Wednesday, March 06, 2013

11036: Buh-Bye, Boschetto.

Advertising Age reported former Draftfcb President and CEO Laurence Boschetto has been replaced by former Y&R Advertising North America CEO Carter Murray. Current IPG Chairman CEO Michael Roth said, “We wish [Boschetto] well in his ongoing industry activity, particularly in the area of diversity and inclusion, where we will continue to work together.” Right. Why, Boschetto was a mere nine months shy of realizing his dream that by 2014 Draftfcb would be an organization that no longer used the term “diversity and inclusion.” Look for Murray to take the reins with the bold initiative. When hell freezes over.

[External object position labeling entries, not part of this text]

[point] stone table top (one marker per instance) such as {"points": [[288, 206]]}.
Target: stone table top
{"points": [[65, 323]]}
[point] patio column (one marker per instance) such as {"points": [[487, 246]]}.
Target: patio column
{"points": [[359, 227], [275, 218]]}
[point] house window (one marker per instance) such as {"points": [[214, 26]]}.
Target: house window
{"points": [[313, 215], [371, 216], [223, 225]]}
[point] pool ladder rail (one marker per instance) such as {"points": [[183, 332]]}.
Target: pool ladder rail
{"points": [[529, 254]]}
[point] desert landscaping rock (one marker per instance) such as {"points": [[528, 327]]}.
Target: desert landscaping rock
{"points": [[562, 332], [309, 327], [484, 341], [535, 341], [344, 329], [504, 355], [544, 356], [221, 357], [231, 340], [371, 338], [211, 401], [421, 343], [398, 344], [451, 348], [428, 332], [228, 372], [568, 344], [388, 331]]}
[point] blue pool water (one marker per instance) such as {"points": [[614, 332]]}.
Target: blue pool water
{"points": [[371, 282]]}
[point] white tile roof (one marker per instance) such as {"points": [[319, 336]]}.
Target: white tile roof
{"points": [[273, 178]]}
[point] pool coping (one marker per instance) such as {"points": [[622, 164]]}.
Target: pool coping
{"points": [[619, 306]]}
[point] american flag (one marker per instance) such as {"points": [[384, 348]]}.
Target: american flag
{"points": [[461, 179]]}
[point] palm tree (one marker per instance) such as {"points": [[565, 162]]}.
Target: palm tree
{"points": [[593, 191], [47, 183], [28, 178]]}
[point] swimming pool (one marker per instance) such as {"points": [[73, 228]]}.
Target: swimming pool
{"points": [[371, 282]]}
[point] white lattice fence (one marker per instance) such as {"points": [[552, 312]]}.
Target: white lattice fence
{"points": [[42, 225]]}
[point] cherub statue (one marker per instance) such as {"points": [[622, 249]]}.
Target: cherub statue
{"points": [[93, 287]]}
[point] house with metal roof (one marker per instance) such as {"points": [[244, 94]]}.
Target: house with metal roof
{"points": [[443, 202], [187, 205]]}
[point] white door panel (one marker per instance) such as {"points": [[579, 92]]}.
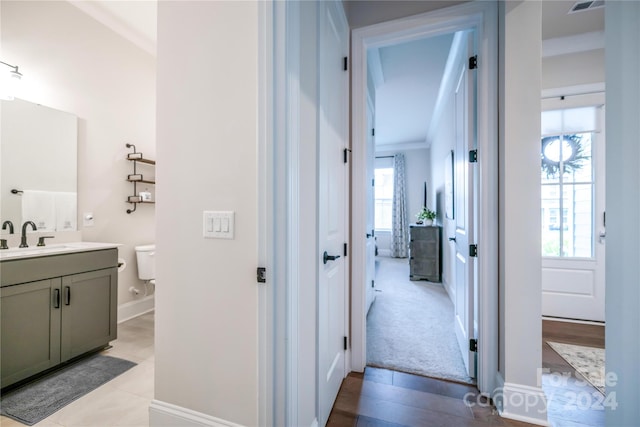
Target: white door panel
{"points": [[332, 197], [574, 288], [371, 241], [464, 104]]}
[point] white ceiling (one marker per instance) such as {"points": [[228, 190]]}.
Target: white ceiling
{"points": [[134, 20], [406, 100], [412, 72]]}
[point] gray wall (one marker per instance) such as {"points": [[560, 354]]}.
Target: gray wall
{"points": [[623, 204]]}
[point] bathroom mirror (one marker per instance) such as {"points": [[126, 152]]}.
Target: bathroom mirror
{"points": [[38, 158]]}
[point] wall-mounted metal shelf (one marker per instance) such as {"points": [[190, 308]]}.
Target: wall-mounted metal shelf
{"points": [[137, 178]]}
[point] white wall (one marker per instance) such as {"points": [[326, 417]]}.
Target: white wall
{"points": [[417, 172], [206, 348], [73, 63], [519, 207], [573, 69], [362, 13], [623, 203]]}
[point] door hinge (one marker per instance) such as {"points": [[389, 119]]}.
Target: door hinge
{"points": [[473, 62], [473, 251], [262, 275], [473, 156], [346, 155]]}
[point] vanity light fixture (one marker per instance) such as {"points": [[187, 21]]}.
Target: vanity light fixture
{"points": [[9, 80]]}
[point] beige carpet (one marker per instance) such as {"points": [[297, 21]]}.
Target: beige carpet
{"points": [[410, 326], [588, 361]]}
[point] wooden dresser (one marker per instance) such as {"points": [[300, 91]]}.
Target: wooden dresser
{"points": [[424, 253]]}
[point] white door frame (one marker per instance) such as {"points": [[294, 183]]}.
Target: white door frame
{"points": [[483, 17], [279, 213]]}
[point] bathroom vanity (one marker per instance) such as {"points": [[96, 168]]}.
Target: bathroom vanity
{"points": [[56, 303]]}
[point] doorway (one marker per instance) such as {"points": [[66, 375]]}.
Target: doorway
{"points": [[422, 317], [480, 18]]}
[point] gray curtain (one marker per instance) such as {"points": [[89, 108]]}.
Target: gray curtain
{"points": [[400, 227]]}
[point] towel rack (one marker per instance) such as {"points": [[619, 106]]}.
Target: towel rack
{"points": [[135, 178]]}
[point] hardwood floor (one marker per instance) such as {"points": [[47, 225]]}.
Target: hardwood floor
{"points": [[384, 398]]}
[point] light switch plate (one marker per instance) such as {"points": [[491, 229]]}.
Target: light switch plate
{"points": [[218, 224], [87, 219]]}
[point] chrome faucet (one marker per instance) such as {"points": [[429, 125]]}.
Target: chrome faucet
{"points": [[10, 224], [23, 239]]}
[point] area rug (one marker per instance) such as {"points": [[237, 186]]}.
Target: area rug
{"points": [[588, 361], [36, 400], [410, 326]]}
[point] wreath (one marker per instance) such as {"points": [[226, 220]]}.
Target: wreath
{"points": [[571, 164]]}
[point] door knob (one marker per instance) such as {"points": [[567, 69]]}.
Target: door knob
{"points": [[326, 257]]}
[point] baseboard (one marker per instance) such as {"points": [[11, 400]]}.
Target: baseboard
{"points": [[566, 320], [132, 309], [450, 290], [168, 415], [520, 402]]}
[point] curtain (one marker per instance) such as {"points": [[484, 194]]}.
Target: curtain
{"points": [[399, 227]]}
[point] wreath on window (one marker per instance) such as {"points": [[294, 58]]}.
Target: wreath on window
{"points": [[570, 162]]}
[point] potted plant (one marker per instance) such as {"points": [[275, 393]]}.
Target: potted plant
{"points": [[425, 216]]}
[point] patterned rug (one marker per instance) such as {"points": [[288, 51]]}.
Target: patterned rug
{"points": [[588, 361]]}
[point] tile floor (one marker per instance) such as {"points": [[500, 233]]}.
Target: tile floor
{"points": [[384, 398], [123, 401]]}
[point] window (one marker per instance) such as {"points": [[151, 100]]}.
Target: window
{"points": [[567, 179], [383, 194]]}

DraftFCB’s New Global CEO Is 38-Year-Old Carter Murray

Energetic British Exec Will Replace Laurence Boschetto

By Rupal Parekh, Maureen Morrison

DraftFCB’s next global CEO will be 38-year-old Carter Murray, who for the past year has been head of Y&R’s North American operations.

Not only is the embattled Interpublic Group of Cos. agency getting a new leader, it’s poised for a major cultural shift under Mr. Murray. He has spent most of his career in Europe and been referred to as charming and super energetic by those who’ve worked with him in the past. It’s not only a quick ascent up the ladder to lead one of the biggest advertising agencies in the world, it’s also a formidable challenge.

Mr. Murray has signed on to take the reins from Laurence Boschetto, DraftFCB’s CEO of four years, after a brief transition period. A start date for the newly-anointed chief has not yet been determined however.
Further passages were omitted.